Validation of Hazardous Air Pollutant (HAP)-Free Torque Seal Inspection Lacquer

Testing determined that a HAP-free version of the sealant produced results similar to the original version.

The Army uses numerous adhesives and sealants, among other coating materials, that contain significant amounts of hazardous air pollutants (HAPs). This work examines laboratory and field demonstration/validation of one sealant, Torque Seal. A HAP-free alternative to Torque Seal containing ethanol as the carrier solvent has been identified. Laboratory testing including adhesion, resistance to fluids, resistance to humidity, and drying time validated that the HAP-free sealant performs very similarly to the baseline Torque Seal containing methanol (HAP). Furthermore, a demonstration study at Fort Rucker, AL, using a UH-1 helicopter rotor, shows that the HAP-free sealant performed as well as the Torque Seal.

Torque Seal is used primarily to detect tampering or loosening of mechanical fasteners on military aircraft. Applied after bolts or fittings are in proper torque or position, the product gives inspectors visual evidence of any movement or tampering. Torque Seal dries to form a very brittle film that will crack, flake, or crumble when minimal force is applied. Other key product attributes include excellent adhesion to most surfaces and fast drying. The manufacturer refers to this product as an inspection seal lacquer or anti-sabotage lacquer. The fast-drying characteristic of Torque Seal is achieved by using low-boiling- point solvents as carriers, specifically ethanol and methanol. While both solvents are volatile organic compounds (VOCs), only methanol is classified by the EPA as a HAP. The reported HAP content of this material is 20% by weight. This report summarizes laboratory and field trial results for the HAP-free formulation of Torque Seal containing only ethanol, versus the current product containing ethanol and methanol.
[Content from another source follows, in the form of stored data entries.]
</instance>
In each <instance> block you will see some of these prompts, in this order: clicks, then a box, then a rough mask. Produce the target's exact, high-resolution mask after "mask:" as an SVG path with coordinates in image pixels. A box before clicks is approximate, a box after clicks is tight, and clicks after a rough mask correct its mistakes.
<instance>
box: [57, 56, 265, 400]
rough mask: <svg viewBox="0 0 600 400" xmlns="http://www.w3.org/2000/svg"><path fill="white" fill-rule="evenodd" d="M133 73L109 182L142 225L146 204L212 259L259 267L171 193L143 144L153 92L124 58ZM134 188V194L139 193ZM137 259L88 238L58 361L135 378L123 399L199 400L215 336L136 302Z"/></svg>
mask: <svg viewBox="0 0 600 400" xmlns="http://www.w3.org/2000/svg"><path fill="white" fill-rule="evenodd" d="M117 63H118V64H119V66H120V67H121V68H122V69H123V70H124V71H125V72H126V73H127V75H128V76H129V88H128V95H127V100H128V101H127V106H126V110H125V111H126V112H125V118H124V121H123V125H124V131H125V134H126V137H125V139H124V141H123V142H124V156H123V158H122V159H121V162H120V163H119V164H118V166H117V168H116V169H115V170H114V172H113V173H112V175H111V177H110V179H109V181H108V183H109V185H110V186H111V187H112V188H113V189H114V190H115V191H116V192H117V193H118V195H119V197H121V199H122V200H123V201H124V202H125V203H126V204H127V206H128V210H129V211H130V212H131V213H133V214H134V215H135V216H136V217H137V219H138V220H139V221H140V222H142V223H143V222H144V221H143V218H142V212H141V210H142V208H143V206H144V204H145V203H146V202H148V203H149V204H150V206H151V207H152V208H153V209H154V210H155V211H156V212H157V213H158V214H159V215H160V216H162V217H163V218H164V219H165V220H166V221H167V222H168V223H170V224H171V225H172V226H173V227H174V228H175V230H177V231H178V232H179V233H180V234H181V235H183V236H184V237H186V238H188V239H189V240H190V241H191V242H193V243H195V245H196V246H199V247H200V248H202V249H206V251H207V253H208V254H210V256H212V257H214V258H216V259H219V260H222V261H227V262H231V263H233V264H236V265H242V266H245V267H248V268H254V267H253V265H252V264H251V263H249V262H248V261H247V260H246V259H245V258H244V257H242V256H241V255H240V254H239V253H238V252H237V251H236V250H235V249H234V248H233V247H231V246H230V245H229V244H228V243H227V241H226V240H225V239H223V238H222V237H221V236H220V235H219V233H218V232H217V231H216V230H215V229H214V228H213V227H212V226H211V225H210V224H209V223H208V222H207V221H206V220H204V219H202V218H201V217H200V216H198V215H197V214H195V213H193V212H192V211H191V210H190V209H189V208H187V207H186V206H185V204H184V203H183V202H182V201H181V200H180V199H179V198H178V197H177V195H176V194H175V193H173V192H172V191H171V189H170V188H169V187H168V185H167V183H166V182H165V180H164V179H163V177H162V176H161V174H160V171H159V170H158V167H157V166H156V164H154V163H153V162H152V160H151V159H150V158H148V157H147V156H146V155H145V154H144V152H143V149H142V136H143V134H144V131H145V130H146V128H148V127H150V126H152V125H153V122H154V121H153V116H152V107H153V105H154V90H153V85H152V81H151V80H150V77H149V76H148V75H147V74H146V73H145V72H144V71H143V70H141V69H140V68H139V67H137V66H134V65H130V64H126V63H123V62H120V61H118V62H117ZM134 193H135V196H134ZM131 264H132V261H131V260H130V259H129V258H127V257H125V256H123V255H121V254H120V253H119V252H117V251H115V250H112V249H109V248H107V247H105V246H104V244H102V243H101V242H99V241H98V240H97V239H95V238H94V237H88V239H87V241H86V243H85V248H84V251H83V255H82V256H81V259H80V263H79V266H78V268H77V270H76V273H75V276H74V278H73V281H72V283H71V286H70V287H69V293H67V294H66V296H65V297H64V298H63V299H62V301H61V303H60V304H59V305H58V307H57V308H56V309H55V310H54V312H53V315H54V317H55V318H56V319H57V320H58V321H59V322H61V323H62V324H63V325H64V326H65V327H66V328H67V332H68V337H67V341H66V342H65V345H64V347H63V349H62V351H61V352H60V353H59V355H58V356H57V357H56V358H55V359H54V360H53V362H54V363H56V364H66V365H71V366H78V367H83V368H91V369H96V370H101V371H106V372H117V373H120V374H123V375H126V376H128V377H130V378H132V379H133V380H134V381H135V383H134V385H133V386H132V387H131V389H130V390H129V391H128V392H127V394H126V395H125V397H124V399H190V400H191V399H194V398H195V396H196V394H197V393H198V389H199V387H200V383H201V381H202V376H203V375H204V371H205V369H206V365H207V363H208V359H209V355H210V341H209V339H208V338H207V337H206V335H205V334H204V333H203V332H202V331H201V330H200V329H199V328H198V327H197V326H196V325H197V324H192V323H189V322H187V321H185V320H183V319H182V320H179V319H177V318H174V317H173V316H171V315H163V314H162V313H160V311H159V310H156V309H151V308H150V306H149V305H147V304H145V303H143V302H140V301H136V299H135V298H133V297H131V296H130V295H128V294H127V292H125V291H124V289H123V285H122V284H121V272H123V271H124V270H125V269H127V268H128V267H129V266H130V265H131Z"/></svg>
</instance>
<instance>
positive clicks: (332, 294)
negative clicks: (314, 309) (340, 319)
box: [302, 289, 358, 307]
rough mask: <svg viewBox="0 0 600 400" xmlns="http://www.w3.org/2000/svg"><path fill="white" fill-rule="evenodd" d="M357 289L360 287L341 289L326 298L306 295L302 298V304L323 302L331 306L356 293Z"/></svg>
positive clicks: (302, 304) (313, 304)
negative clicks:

The viscosities of the wet sealants were measured using a TA Instruments AR2000 rheometer in steady shear flow experiments using a 40-mm, cross-hatched parallel plate geometry with a peltier and a solvent trap containing ethanol, at 20 °C. Thermogravimetric analysis (TGA) was run on the samples of dried formulation solids using a TA Instruments TGA 2950. Wet formulation samples were dried in an oven until the sample weight remained constant. This dried material was pulverized in a coffee bean grinder to allow the release of any trapped solvent. Oven drying of the pulverized sample continued until the sample weight was again constant. The TGA instrument measures the sample mass as a function of temperature throughout the experiment. The percent mass remaining at the end of the run is the residual inorganic ash content. Three samples of each formulation were run to get a good measure of percent error.